Replication Lag Monitoring

Replication lag is a critical indicator of data consistency and availability in a failover scenario. We’ll query PostgreSQL directly to assess this.

Querying Replication Status

-- On the Primary Server
SELECT
    pid,
    application_name,
    client_addr,
    state,
    sync_state,
    pg_wal_lsn_diff(sent_lsn, write_lsn) AS write_lag,
    pg_wal_lsn_diff(sent_lsn, flush_lsn) AS flush_lag,
    pg_wal_lsn_diff(sent_lsn, replay_lsn) AS replay_lag
FROM
    pg_stat_replication;

-- On the Replica Server
SELECT
    pg_last_wal_receive_lsn() AS receive_lsn,
    pg_last_wal_replay_lsn() AS replay_lsn,
    pg_wal_lsn_diff(pg_last_wal_receive_lsn(), pg_last_wal_replay_lsn()) AS replay_lag_local;

These queries provide insights into how far behind the replicas are. You’ll want to set up alerts based on replay_lag exceeding a defined threshold (e.g., 60 seconds).

OVH Infrastructure Monitoring Integration

OVH provides its own monitoring tools and APIs for its cloud instances and managed services. Integrating these with your broader monitoring strategy (e.g., Prometheus, Grafana) provides a holistic view.

Leveraging OVH API for Instance Metrics

OVH’s Public Cloud API allows you to retrieve metrics for your instances, such as CPU utilization, network traffic, and disk I/O. You can write custom scripts or use existing integrations to pull this data into your central monitoring system.

Example: Fetching Instance Metrics with `curl`

You’ll need your OVH API credentials (Application Key, Secret Key, Consumer Key) and the instance ID.

# Replace with your actual credentials and instance ID
APPLICATION_KEY="YOUR_APPLICATION_KEY"
APPLICATION_SECRET="YOUR_APPLICATION_SECRET"
CONSUMER_KEY="YOUR_CONSUMER_KEY"
INSTANCE_ID="your-instance-id"
REGION="your-region" # e.g., "GRA1", "BHS1"

# Get a temporary token
TOKEN=$(curl -s -X POST "https://api.ovh.com/1.0/auth/consumer/${CONSUMER_KEY}/login" \
  -H "Content-Type: application/json" \
  -d "{\"consumerKey\": \"${CONSUMER_KEY}\", \"accessRules\": [{\"method\": \"GET\", \"path\": \"/cloud/project/*/instance/${INSTANCE_ID}/metrics/*\"}]}" \
  | jq -r '.token')

# Fetch CPU metrics (example)
curl -s -X GET "https://api.ovh.com/1.0/cloud/project/YOUR_PROJECT_ID/instance/${INSTANCE_ID}/metrics/cpu" \
  -H "X-Auth-Token: ${TOKEN}" \
  | jq '.'

# Fetch network metrics (example)
curl -s -X GET "https://api.ovh.com/1.0/cloud/project/YOUR_PROJECT_ID/instance/${INSTANCE_ID}/metrics/network" \
  -H "X-Auth-Token: ${TOKEN}" \
  | jq '.'

You would then parse the JSON output from these `curl` commands and push the relevant metrics to your time-series database (e.g., Prometheus) using an exporter or a custom agent.

Alerting Strategies

Effective alerting is crucial.

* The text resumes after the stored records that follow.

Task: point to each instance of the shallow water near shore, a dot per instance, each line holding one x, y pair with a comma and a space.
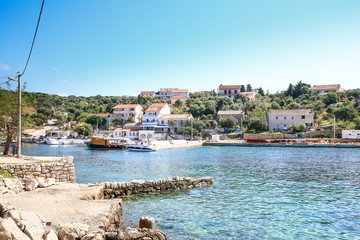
258, 193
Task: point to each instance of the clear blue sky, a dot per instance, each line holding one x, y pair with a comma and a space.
115, 47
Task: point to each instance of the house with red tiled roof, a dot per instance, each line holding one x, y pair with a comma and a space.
181, 98
148, 93
325, 89
153, 112
128, 111
167, 93
229, 90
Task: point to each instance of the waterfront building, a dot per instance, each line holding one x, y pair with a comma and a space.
128, 111
325, 89
181, 98
172, 122
229, 90
350, 134
132, 134
153, 112
148, 93
167, 93
281, 119
238, 114
250, 95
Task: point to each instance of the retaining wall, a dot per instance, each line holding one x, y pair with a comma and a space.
119, 189
62, 170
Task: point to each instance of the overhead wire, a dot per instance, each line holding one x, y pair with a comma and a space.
32, 45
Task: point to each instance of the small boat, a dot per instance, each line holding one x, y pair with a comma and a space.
140, 148
52, 141
107, 143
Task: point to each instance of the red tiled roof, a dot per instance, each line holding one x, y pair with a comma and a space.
179, 97
325, 87
126, 105
153, 110
229, 86
158, 105
100, 114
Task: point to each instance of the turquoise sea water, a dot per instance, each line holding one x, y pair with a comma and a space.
258, 193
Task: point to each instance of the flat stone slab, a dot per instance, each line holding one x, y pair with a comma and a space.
66, 202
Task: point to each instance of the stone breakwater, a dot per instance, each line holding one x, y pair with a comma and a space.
62, 170
120, 189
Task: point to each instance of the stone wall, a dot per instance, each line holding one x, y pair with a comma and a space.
119, 189
61, 171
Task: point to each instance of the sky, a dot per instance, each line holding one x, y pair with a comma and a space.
118, 47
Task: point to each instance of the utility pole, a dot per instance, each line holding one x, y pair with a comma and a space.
19, 113
334, 127
191, 129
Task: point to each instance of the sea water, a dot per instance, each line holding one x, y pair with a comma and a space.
258, 193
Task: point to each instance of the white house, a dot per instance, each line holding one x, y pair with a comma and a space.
350, 134
153, 112
281, 119
229, 90
167, 93
325, 89
148, 93
172, 122
126, 111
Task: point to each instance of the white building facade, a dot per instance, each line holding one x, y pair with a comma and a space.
282, 119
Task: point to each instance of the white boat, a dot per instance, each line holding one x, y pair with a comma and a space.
140, 148
52, 141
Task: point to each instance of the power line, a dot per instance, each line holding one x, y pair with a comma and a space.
32, 45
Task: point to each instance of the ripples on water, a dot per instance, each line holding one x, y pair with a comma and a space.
259, 193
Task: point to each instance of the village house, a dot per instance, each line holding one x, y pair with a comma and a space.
325, 89
238, 114
167, 93
148, 93
229, 90
172, 122
282, 119
128, 111
181, 98
250, 95
153, 112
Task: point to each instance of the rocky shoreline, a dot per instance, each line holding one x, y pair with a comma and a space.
45, 208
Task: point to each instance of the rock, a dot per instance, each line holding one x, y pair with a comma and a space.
147, 222
72, 231
31, 184
13, 184
5, 208
50, 235
31, 223
50, 181
41, 182
10, 231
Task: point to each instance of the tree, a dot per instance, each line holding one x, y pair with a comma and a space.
84, 129
261, 92
228, 122
242, 88
248, 88
255, 124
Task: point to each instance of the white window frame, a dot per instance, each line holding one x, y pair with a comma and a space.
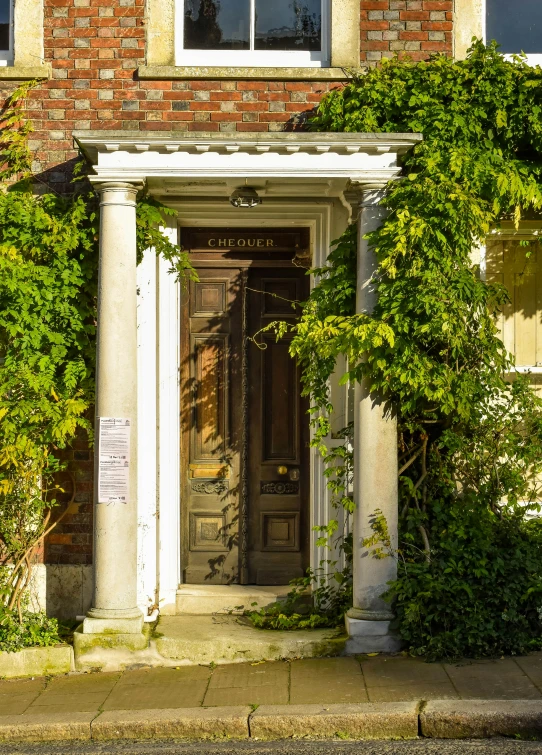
253, 58
534, 59
6, 56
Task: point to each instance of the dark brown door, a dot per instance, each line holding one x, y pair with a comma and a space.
244, 439
278, 457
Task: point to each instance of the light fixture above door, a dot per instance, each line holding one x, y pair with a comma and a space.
245, 196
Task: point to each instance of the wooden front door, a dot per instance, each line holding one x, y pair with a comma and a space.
244, 439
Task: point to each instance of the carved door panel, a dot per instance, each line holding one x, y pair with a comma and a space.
210, 421
278, 460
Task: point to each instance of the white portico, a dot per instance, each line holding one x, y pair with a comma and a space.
311, 181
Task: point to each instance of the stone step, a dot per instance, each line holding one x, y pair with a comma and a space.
227, 639
211, 599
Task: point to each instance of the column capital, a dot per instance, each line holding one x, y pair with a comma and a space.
116, 192
358, 196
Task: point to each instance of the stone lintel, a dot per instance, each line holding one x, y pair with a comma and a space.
168, 72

It should be actionable, informative, and minimize alert fatigue. We’ll use Prometheus Alertmanager as a common example.

Alerting on C++ Application Issues

High CPU/Memory: Alert when application process CPU or memory usage exceeds a defined threshold (e.g., 80%) for a sustained period (e.g., 5 minutes).
High File Descriptors: Alert when the number of open file descriptors approaches the system limit (e.g., 80% of ulimit -n).
Application Errors: Alert on spikes in error rates (e.g., 5xx errors from your C++ app’s metrics) or when error rates exceed a percentage of total requests.
Latency Degradation: Alert when request latency percentiles (e.g., p95, p99) exceed acceptable limits.

Alerting on PostgreSQL Cluster Issues

Replication Lag: Alert when replay_lag on any replica exceeds a critical threshold (e.g., 30 seconds).
High Connection Count: Alert when the number of active or waiting connections approaches max_connections.
Low Buffer Cache Hit Ratio: Alert if the hit ratio drops below a critical level (e.g., 90%).
Disk Space Full: Monitor disk usage on database volumes and alert well in advance of capacity being reached.
Unhealthy Primary/Replica: Alert if a replica is not reachable or not replicating.

Example Prometheus Alerting Rules

These rules would be placed in a Prometheus rules file (e.g., alerts.yml) and loaded by Prometheus.

groups:
- name: cpp_app_alerts
  rules:
  - alert: HighCppAppCpuUsage
    expr: avg by (instance, job) (rate(process_cpu_seconds_total{job="your_cpp_app"}[5m])) * 100 > 80
    for: 5m
    labels:
      severity: warning
    annotations:
      summary: "High CPU usage for {{ $labels.job }} on {{ $labels.instance }}"
      description: "CPU usage for {{ $labels.job }} on {{ $labels.instance }} is {{ $value | printf "%.2f" }}% for the last 5 minutes."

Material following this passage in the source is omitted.